Alfred Kahn described the FCC’s regulatory policies of that period as “essentially a construct of perfect competition.” He noted that it was “in flat contradiction of the Schumpeterian preconditions of innovation–a truly startling deficiency, considering that the central purpose of the Telecommunications Act is to encourage the most rapid possible development of a modern telecommunications infrastructure.”**
The concept Kahn is referring to–perfect competition–is a rare occurrence in which many producers offer indistinguishable products that compete primarily on the basis of price alone and where no producer makes much money.
But perfect competition isn’t desirable in dynamic industries where innovation continues to yield improvements in products and services. That’s because innovation requires investment, and there is no private investment without profit.
The regulatory policies Copps is nostalgic for actually inhibited investment in broadband. According to Jeffrey Eisenach (2008), cable operators– who never had to lease out their facilities–invested more than $115 billion to upgrade their networks between 1996 and 2006, and overall investment in communications equipment in the U.S. rose by more than 40 percent since the FCC began exempting broadband infrastructures from sharing requirements.
FCC staff estimate that it could cost $350 billion to upgrade broadband connections to 110 million U.S. households to 100 megabits per second (mbps).
Regulatory policies which discourage private investment could mean that the government would have to finance network upgrades by adding to the national debt, which doesn’t seem likely at this point.
In an address to the Economic Club of Washington, Verizon Chairman & CEO Ivan Seidenberg said

Some of this will take public investment, but most can be done by the private sector, if we don’t impose so many rules and regulations that it becomes an uneconomic proposition.

That would be consistent with the direction Germany is heading

Chancellor Angela Merkel, addressing a business audience in Berlin today, said she told Obama in a phone call that cutting government debt is “absolutely important for us,” exposing a second point of contention ahead of the June 26-27 G-20 summit in Canada.
Reducing the budget deficit by 10 billion euros ($12 billion) per year “won’t put a brake on the world’s economic growth,” Merkel said, relating what she told Obama yesterday. Germans are more likely to spend money if they feel the government “is taking precautions” to ensure solid finances, she said.

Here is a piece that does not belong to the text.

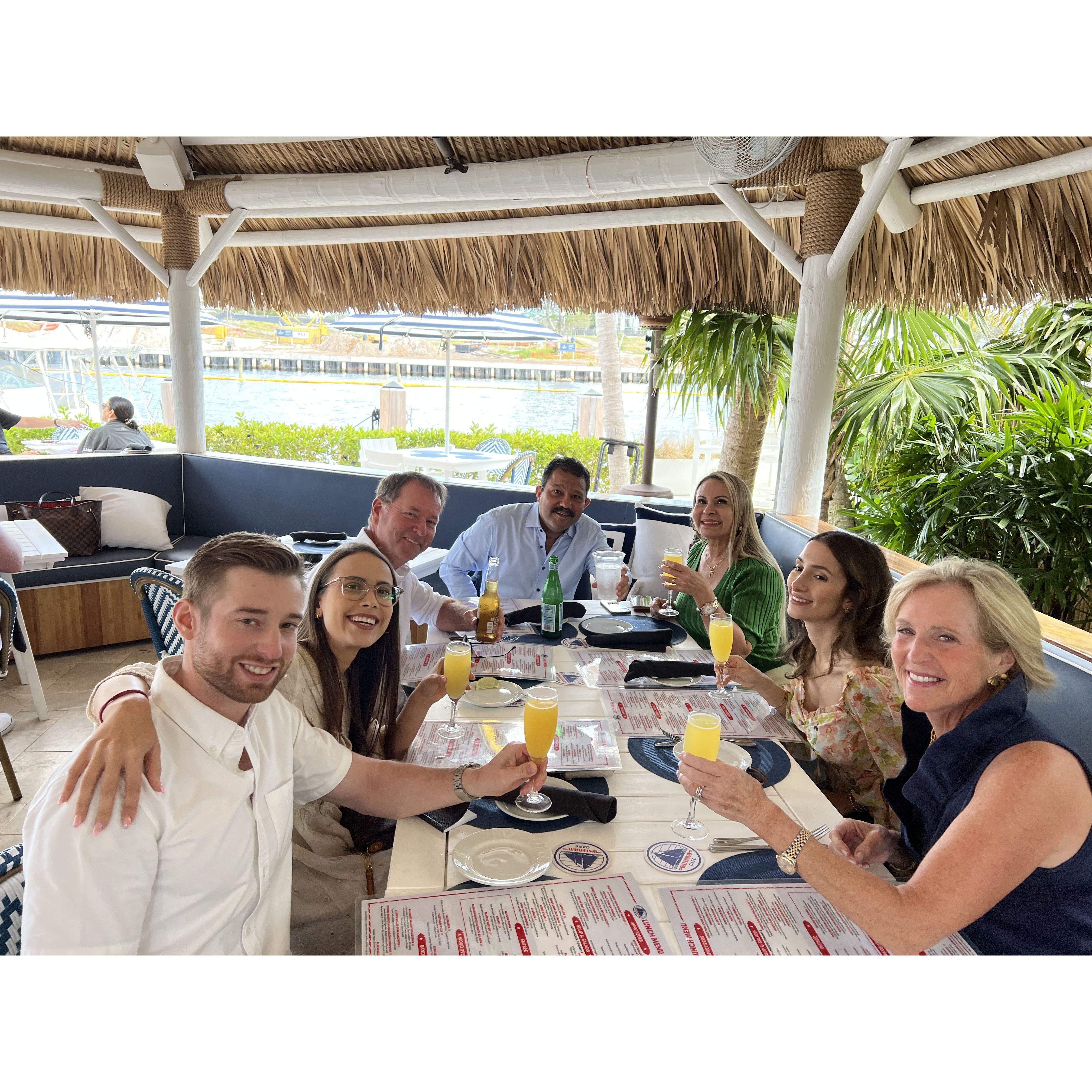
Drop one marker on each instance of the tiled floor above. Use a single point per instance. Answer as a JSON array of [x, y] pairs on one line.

Regulating the Internet plays well to the liberal Democratic base, who see the Web as a free propaganda tool. Do people believe what they are told? I happen to believe most people weigh the arguments and form their own conclusion.
Let’s not be content with an Internet that can merely compete with radio talk show hosts. Let’s let the Internet off the leash and see where it can go.
* Crandall, Robert W. Competition and Chaos (Brookings Inst. 2005) at 157.
** Kahn, Alfred E. Whom the Gods Would Destroy, or How Not to Deregulate (AEI Press 2001) at 9-10.